Since Microsoft’s operation was announced, it has been the subject of much discussion, some players, such as Sony, have tried to block the acquisition. One of the questions that has kept coming up since the announcement concerns the exclusivity of Activision Blizzard’s games. Microsoft tried to appease Sony by promising that Call of Duty will remain available on PlayStation for 10 years, and recently indicated plans to expand the franchise to Nintendo Switch and Steam.
This operation would harm competition according to the FTC
In a press release, the American agency says that Xbox “would take control of the best video game franchises” and therefore ” would harm competition in the gaming console and subscription services industry by denying or degrading its competitors’ access to its popular content.
The US commission also names Microsoft’s Game Pass service as another cornerstone of the company’s gaming business, for which Sony and other console competitors have no equivalent according to them.

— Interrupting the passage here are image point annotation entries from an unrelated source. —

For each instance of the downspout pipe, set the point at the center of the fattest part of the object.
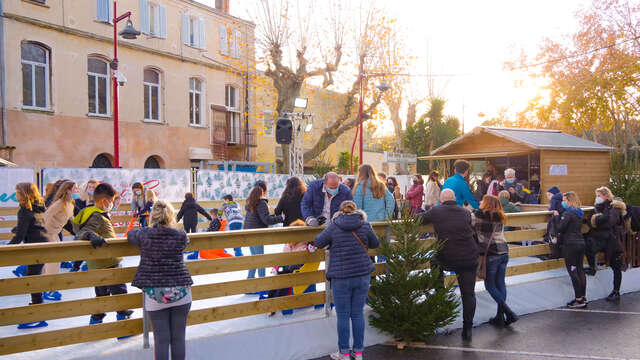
(3, 85)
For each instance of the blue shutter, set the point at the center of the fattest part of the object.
(201, 38)
(144, 16)
(185, 29)
(103, 10)
(163, 21)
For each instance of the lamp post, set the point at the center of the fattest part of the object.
(382, 87)
(127, 33)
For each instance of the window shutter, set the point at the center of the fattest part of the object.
(163, 21)
(185, 29)
(103, 10)
(201, 38)
(237, 44)
(144, 16)
(224, 45)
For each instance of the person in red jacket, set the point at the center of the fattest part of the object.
(415, 194)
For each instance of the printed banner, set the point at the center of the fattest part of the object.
(168, 184)
(9, 177)
(214, 185)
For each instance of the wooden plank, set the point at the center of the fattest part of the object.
(524, 251)
(76, 335)
(524, 235)
(8, 211)
(28, 284)
(65, 309)
(255, 308)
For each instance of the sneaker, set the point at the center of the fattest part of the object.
(20, 271)
(614, 296)
(577, 304)
(96, 319)
(52, 295)
(340, 356)
(32, 325)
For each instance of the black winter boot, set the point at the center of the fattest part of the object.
(466, 333)
(510, 315)
(499, 319)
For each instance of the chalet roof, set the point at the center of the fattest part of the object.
(537, 139)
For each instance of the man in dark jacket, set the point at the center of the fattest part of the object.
(459, 251)
(323, 199)
(555, 199)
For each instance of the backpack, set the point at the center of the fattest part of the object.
(633, 213)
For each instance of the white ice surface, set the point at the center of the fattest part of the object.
(305, 334)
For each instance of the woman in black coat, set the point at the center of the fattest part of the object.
(258, 217)
(189, 210)
(569, 226)
(607, 229)
(289, 203)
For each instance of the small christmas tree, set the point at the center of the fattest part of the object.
(409, 300)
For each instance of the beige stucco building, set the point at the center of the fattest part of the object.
(185, 96)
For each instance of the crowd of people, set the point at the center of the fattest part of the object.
(471, 223)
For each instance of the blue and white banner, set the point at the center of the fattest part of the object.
(9, 177)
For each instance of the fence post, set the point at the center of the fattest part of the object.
(145, 324)
(327, 286)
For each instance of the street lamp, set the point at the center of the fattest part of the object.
(129, 33)
(382, 88)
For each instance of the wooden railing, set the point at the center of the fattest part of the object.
(12, 255)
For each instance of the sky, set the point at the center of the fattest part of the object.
(472, 40)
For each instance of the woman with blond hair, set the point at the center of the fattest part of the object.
(607, 229)
(57, 217)
(488, 224)
(29, 230)
(569, 226)
(372, 196)
(164, 280)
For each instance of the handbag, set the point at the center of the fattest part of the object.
(481, 272)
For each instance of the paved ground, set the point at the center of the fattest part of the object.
(602, 331)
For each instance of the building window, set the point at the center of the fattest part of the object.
(105, 10)
(152, 95)
(193, 32)
(267, 121)
(153, 19)
(102, 161)
(233, 114)
(35, 76)
(195, 101)
(98, 81)
(152, 163)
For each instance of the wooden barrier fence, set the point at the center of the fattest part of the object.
(13, 255)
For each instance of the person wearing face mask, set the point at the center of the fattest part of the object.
(569, 226)
(57, 217)
(482, 186)
(515, 189)
(607, 230)
(138, 203)
(94, 224)
(323, 199)
(415, 194)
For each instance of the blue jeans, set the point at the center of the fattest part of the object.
(494, 282)
(256, 250)
(349, 296)
(236, 225)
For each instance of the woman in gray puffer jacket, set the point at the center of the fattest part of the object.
(348, 237)
(164, 280)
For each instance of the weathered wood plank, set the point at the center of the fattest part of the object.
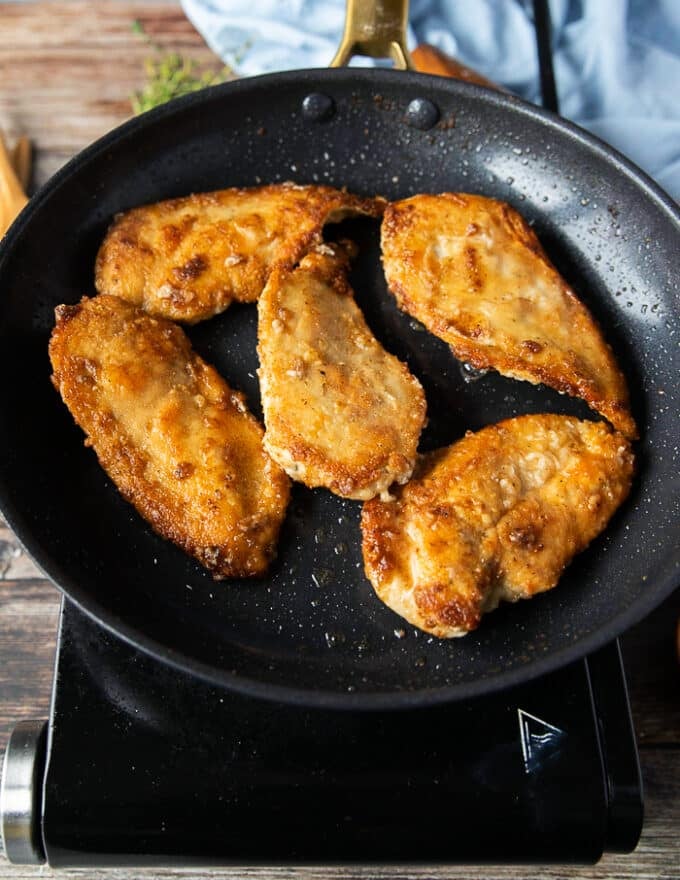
(68, 69)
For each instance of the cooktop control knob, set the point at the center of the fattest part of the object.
(21, 793)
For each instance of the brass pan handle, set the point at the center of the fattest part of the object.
(376, 29)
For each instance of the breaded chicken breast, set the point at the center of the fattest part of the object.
(339, 411)
(178, 443)
(188, 258)
(498, 515)
(474, 273)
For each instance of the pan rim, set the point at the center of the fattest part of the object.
(354, 700)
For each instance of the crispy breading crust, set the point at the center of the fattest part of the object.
(474, 272)
(339, 411)
(177, 442)
(498, 515)
(187, 259)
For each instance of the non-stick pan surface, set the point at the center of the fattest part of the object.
(313, 631)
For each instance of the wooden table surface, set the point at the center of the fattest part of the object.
(67, 70)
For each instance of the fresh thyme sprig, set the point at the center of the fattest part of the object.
(169, 75)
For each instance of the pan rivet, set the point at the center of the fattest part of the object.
(317, 107)
(422, 114)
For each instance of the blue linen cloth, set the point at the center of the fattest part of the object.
(617, 62)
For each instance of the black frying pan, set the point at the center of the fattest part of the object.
(313, 631)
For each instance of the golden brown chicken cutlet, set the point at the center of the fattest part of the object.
(339, 410)
(474, 273)
(187, 259)
(498, 515)
(177, 442)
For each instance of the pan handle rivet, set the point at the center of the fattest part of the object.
(422, 113)
(317, 107)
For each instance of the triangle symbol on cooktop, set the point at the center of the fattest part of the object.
(540, 740)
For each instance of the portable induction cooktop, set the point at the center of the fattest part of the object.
(143, 764)
(140, 764)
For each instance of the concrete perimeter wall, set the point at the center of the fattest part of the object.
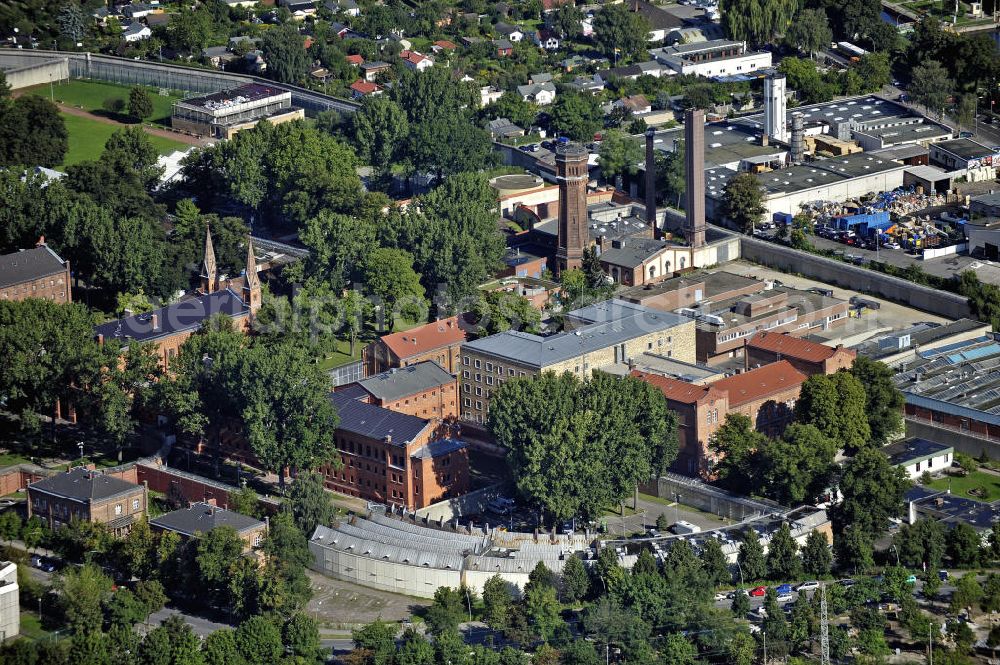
(942, 303)
(695, 493)
(52, 70)
(161, 75)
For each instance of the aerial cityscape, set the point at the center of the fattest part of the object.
(446, 332)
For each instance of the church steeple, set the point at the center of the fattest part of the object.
(209, 270)
(251, 282)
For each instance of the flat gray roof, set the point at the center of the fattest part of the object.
(604, 324)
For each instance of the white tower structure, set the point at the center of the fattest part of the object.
(774, 108)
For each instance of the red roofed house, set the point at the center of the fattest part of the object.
(807, 357)
(766, 395)
(360, 89)
(443, 45)
(439, 341)
(416, 61)
(700, 411)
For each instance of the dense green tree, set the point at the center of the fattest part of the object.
(380, 131)
(816, 555)
(82, 592)
(809, 32)
(737, 445)
(783, 561)
(620, 154)
(612, 432)
(620, 32)
(963, 545)
(390, 277)
(872, 492)
(575, 580)
(714, 562)
(835, 405)
(447, 611)
(756, 21)
(497, 602)
(798, 467)
(259, 640)
(284, 50)
(883, 401)
(931, 87)
(575, 115)
(750, 558)
(140, 104)
(32, 133)
(286, 410)
(743, 201)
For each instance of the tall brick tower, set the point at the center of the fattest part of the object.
(572, 174)
(694, 170)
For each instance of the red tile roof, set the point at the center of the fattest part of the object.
(760, 383)
(364, 87)
(674, 389)
(424, 338)
(793, 347)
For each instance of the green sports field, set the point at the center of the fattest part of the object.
(87, 138)
(91, 96)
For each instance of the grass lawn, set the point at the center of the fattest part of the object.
(90, 96)
(87, 138)
(978, 479)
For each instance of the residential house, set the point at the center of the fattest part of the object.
(503, 128)
(361, 89)
(424, 389)
(89, 496)
(546, 39)
(510, 32)
(503, 48)
(370, 70)
(443, 46)
(766, 395)
(807, 357)
(488, 94)
(604, 334)
(136, 32)
(416, 61)
(35, 273)
(541, 94)
(346, 7)
(10, 608)
(393, 458)
(439, 341)
(201, 517)
(168, 327)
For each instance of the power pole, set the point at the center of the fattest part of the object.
(824, 628)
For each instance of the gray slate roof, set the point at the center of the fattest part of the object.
(604, 324)
(202, 518)
(374, 422)
(401, 382)
(29, 265)
(84, 485)
(184, 315)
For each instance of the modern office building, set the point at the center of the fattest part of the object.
(221, 114)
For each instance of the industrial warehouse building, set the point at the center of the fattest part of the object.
(222, 114)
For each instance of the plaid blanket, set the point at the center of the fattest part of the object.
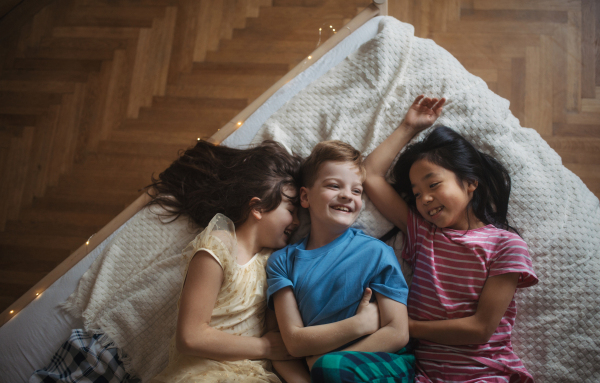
(355, 366)
(84, 359)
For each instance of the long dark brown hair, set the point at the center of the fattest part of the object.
(208, 179)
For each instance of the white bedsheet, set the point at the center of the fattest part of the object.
(28, 341)
(364, 98)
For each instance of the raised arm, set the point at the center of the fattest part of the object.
(195, 336)
(495, 297)
(421, 115)
(314, 340)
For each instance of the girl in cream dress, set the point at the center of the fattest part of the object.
(246, 200)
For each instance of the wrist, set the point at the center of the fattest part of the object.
(263, 347)
(408, 128)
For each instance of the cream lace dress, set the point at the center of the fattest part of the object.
(239, 310)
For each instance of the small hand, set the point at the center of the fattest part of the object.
(275, 348)
(423, 113)
(368, 313)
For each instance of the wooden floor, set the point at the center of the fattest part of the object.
(97, 95)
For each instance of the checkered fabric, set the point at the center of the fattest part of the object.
(83, 359)
(355, 366)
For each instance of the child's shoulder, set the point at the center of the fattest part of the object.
(496, 239)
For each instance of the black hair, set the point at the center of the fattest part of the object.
(448, 149)
(208, 179)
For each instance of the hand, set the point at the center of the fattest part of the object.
(368, 313)
(274, 347)
(423, 113)
(310, 360)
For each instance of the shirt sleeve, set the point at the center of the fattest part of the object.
(389, 280)
(513, 257)
(277, 274)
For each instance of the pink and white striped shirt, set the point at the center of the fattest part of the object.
(450, 269)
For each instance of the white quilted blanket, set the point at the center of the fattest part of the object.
(365, 97)
(131, 290)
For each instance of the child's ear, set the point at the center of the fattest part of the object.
(472, 185)
(256, 213)
(304, 197)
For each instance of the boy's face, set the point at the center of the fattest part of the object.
(334, 200)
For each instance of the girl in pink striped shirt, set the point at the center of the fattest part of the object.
(468, 262)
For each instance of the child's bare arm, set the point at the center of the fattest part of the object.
(292, 371)
(421, 115)
(195, 336)
(393, 334)
(313, 340)
(496, 295)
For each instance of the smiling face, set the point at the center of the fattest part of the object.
(441, 198)
(334, 199)
(276, 226)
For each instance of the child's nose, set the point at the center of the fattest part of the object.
(427, 198)
(345, 193)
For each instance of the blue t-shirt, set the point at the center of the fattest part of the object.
(329, 282)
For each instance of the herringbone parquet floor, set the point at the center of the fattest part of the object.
(96, 95)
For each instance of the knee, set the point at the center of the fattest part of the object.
(332, 367)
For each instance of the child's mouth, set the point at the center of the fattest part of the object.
(342, 208)
(435, 211)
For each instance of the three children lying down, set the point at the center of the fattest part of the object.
(335, 307)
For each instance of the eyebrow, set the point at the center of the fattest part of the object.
(428, 175)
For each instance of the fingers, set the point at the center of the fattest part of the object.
(366, 296)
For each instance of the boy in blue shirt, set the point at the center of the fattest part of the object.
(316, 285)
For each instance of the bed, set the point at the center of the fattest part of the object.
(357, 89)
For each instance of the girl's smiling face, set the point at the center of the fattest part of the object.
(441, 198)
(278, 224)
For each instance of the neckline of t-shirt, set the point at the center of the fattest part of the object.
(303, 253)
(447, 230)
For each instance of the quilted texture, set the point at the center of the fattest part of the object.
(363, 99)
(130, 292)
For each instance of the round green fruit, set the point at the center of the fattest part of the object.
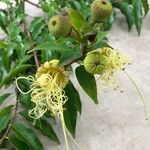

The FTC also notes that Activision Blizzard is “one of the very few video game developers in the world to create and publish high-quality video games for multiple devices”. The publisher controls a large number of titles, including Call of Duty, Warcraft, Overwatch and Diablo.
The FTC also indicates that the fact that Microsoft designs exclusive games, Starfield and Redfall, is a reason why Microsoft cannot be trusted. Both games, in development at Bethesda Game Studios and Arkane Austin respectively, will be available exclusively on Xbox Series X, Series S, and Windows PC.
It’s unclear what this lawsuit will mean for the acquisition. However, Lulu Cheng Meservey, Executive Vice President and Chief Communications Officer at Activision Blizzard said they were “(…) eager to prove our case in court and close our deal with Microsoft. “. The Activision Blizzard and Microsoft soap opera is far from over.